If it had a soundtrack, midlife would be accompanied by the juddering strings of a suspense thriller or perhaps the ghostly crackle and bleep of one of those creepy satellite dishes listening for life on Mars. “Is there life over 50?”  The message is sent out across the universe and if you listen hard enough you can hear the whispers of invisible older women answering, “Yes, don’t be scared.”  But that’s my point, I can’t bloody hear them so I don’t want to throw the old me into the Oxfam bags yet. Where have all my cultural icons gone? Where are the amazing sisters who will pull me through the next phase of my life?
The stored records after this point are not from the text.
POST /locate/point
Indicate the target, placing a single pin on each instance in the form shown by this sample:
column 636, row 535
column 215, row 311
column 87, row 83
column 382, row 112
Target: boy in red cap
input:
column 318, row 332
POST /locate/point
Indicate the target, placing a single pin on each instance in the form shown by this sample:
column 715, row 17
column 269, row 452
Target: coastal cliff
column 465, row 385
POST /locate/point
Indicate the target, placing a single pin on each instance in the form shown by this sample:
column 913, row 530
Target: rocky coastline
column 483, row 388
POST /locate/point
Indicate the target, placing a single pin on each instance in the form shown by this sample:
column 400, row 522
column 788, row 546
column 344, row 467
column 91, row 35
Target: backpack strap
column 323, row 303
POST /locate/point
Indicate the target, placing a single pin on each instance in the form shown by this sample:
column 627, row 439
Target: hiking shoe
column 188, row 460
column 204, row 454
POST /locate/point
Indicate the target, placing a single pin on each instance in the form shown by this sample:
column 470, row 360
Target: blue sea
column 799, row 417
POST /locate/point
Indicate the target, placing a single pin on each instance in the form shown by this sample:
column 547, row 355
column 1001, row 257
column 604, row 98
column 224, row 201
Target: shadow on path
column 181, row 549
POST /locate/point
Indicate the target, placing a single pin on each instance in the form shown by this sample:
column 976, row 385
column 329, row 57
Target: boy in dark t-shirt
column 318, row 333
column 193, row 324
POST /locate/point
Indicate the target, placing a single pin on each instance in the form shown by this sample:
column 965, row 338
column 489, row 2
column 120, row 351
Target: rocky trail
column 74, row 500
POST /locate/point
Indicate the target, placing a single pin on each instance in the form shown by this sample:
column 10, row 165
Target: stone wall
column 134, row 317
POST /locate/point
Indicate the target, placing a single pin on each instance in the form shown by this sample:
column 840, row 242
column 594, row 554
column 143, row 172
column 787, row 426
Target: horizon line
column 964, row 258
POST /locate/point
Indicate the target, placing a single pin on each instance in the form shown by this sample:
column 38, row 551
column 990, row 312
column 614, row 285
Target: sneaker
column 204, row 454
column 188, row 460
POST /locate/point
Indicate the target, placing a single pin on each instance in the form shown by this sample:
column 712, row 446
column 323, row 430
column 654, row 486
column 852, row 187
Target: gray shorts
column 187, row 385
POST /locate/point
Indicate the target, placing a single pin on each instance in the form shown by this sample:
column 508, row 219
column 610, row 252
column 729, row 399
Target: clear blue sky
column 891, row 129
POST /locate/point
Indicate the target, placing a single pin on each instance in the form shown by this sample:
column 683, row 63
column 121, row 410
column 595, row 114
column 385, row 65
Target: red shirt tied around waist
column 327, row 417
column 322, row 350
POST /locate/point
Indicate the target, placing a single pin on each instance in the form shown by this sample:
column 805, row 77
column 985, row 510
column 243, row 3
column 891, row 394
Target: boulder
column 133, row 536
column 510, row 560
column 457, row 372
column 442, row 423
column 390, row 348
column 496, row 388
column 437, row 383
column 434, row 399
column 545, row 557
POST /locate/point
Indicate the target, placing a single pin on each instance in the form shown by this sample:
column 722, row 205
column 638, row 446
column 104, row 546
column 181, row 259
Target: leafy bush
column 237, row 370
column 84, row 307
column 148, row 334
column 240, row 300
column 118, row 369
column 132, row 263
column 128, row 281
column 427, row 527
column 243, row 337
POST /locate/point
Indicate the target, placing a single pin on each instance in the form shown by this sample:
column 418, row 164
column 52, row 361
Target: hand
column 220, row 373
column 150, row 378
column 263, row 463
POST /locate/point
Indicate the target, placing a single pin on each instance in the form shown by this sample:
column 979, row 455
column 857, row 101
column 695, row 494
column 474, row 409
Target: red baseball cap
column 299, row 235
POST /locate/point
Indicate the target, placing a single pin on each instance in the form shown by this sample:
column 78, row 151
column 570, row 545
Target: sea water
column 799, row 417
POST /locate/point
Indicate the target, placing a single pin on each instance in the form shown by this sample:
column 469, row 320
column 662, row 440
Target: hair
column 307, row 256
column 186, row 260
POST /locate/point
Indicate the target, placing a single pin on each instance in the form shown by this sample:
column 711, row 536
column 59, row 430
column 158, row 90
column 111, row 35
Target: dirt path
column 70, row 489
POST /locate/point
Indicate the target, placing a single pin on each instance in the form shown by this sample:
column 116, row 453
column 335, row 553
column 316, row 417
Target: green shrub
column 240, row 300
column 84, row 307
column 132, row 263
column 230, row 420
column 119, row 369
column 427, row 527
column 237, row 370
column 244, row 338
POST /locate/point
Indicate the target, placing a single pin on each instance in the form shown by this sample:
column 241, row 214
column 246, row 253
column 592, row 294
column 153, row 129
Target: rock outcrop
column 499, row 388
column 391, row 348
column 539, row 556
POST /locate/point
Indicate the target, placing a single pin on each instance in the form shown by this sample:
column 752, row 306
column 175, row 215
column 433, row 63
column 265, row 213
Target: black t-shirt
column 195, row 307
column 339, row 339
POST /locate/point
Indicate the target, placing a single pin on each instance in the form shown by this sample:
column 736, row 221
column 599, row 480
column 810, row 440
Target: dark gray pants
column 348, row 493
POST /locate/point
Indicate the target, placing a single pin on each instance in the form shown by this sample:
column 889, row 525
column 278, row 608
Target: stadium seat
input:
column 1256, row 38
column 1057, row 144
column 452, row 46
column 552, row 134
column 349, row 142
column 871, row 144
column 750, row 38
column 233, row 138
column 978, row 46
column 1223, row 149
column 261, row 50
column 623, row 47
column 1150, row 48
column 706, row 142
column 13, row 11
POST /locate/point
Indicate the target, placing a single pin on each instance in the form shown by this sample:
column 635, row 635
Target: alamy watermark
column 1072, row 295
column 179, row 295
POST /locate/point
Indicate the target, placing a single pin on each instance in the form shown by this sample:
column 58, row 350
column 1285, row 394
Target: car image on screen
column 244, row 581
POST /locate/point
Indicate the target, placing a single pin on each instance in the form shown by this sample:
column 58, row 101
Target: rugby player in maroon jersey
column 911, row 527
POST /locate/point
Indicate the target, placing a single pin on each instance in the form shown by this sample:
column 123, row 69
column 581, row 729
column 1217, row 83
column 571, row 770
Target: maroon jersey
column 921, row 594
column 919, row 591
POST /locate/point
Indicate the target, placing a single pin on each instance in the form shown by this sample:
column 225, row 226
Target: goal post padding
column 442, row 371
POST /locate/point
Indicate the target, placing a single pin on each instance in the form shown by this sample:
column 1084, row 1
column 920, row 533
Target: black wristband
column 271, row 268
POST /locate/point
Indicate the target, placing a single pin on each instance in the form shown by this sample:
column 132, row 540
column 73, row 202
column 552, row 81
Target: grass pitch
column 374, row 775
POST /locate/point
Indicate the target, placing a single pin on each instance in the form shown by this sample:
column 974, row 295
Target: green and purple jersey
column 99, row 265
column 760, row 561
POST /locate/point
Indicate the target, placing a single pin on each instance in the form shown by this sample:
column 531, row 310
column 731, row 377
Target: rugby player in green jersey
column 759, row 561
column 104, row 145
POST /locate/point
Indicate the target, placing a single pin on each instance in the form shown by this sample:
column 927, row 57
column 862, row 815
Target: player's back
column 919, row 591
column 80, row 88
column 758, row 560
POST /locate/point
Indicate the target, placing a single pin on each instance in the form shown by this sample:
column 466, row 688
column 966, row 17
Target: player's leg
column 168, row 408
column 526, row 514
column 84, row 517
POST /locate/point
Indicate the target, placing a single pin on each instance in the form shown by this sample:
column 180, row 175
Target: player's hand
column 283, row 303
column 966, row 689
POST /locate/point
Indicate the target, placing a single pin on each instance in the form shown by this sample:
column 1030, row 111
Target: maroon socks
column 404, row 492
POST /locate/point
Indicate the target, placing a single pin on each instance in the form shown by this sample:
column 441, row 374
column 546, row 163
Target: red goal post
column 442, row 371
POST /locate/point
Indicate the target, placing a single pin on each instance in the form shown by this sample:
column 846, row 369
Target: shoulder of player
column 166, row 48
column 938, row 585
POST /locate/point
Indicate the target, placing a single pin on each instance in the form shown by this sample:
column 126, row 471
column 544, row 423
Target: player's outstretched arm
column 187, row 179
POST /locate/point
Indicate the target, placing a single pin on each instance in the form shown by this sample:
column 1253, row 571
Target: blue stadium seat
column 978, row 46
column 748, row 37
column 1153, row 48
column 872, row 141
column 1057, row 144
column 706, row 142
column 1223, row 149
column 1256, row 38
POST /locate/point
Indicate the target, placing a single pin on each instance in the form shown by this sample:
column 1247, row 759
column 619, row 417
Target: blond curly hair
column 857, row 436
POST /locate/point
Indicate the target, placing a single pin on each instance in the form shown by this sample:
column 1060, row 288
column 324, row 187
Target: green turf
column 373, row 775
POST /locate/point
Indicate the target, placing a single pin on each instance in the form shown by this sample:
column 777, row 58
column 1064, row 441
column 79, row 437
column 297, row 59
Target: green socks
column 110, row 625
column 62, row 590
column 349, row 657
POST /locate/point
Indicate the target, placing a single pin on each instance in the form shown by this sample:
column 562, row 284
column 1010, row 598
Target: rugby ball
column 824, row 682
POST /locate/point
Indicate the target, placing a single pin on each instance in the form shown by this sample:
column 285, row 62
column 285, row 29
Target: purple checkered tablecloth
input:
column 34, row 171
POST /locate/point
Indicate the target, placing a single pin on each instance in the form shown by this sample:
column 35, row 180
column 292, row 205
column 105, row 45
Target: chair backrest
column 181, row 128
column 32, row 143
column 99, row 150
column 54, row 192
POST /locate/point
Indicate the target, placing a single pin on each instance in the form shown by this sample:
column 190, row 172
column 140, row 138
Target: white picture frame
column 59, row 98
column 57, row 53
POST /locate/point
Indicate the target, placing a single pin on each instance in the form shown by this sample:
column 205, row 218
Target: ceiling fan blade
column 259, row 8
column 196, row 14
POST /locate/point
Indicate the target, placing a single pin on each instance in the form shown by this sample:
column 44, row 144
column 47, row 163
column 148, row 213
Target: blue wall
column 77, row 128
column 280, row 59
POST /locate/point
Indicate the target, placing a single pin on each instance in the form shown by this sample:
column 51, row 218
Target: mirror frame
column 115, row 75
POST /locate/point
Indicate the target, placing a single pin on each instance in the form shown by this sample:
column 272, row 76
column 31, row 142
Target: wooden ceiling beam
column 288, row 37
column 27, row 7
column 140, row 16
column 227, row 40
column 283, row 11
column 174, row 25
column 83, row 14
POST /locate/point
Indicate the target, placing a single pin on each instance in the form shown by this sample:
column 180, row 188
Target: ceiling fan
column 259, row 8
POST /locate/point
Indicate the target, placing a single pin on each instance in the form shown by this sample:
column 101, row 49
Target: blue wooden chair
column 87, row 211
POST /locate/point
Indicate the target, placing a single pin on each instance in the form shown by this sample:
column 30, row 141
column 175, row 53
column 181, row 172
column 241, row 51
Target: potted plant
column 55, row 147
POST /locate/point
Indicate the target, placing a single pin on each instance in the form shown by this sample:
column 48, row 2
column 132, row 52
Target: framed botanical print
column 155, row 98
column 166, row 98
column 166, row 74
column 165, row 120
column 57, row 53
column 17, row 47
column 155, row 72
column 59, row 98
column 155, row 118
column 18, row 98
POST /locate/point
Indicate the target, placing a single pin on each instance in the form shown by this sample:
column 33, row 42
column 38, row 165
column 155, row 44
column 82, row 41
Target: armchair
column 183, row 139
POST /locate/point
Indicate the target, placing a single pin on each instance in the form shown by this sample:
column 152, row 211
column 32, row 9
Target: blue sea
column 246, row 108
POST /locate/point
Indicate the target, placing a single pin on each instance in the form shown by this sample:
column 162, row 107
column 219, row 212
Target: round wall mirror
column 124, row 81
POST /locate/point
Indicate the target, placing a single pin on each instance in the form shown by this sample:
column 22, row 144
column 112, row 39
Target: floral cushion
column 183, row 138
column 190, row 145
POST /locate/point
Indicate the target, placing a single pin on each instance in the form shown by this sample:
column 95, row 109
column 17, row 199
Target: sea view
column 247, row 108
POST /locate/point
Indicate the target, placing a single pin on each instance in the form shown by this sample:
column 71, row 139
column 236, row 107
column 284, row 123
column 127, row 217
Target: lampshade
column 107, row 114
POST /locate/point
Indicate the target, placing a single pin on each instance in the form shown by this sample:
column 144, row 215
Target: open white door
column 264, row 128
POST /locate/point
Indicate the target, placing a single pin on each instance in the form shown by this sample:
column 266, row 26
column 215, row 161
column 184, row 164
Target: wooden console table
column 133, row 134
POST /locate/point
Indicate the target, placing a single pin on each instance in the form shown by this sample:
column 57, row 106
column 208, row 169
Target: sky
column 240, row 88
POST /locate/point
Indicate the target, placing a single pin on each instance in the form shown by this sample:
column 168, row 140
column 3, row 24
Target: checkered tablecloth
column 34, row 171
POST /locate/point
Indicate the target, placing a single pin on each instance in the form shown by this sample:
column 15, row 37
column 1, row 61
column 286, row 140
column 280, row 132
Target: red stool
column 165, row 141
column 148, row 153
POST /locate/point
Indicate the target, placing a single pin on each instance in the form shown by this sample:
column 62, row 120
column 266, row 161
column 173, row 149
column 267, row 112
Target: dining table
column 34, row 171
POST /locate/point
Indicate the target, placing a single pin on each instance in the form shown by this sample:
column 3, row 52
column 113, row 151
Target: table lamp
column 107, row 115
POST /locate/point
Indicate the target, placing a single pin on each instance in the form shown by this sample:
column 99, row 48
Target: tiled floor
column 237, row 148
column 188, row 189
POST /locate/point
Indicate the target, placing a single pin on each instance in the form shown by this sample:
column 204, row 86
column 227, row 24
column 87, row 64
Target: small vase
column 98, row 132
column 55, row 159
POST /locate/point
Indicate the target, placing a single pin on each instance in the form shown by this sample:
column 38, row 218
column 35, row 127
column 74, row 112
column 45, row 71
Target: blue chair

Where are the older women who have survived motherhood (yes, it is a question of survival) AND the menopausal storm without resorting to surgery and its demeaning ugly sisters Botox and Microdermabrasion?

As I reached the bottom of the Dreadful Suitcase of Hell, I realized that Patti Smith is the only woman I could think of who can guide me now. She found her voice again at 50 and released a violent warrior of an album in the wake of her midlife fury. And so, with Patti on the CD player I finally found myself able to bag up the past and send it to the charity shop. I did however keep the shirt I was wearing when my husband proposed. That was, when all is said and done, a bloody good day.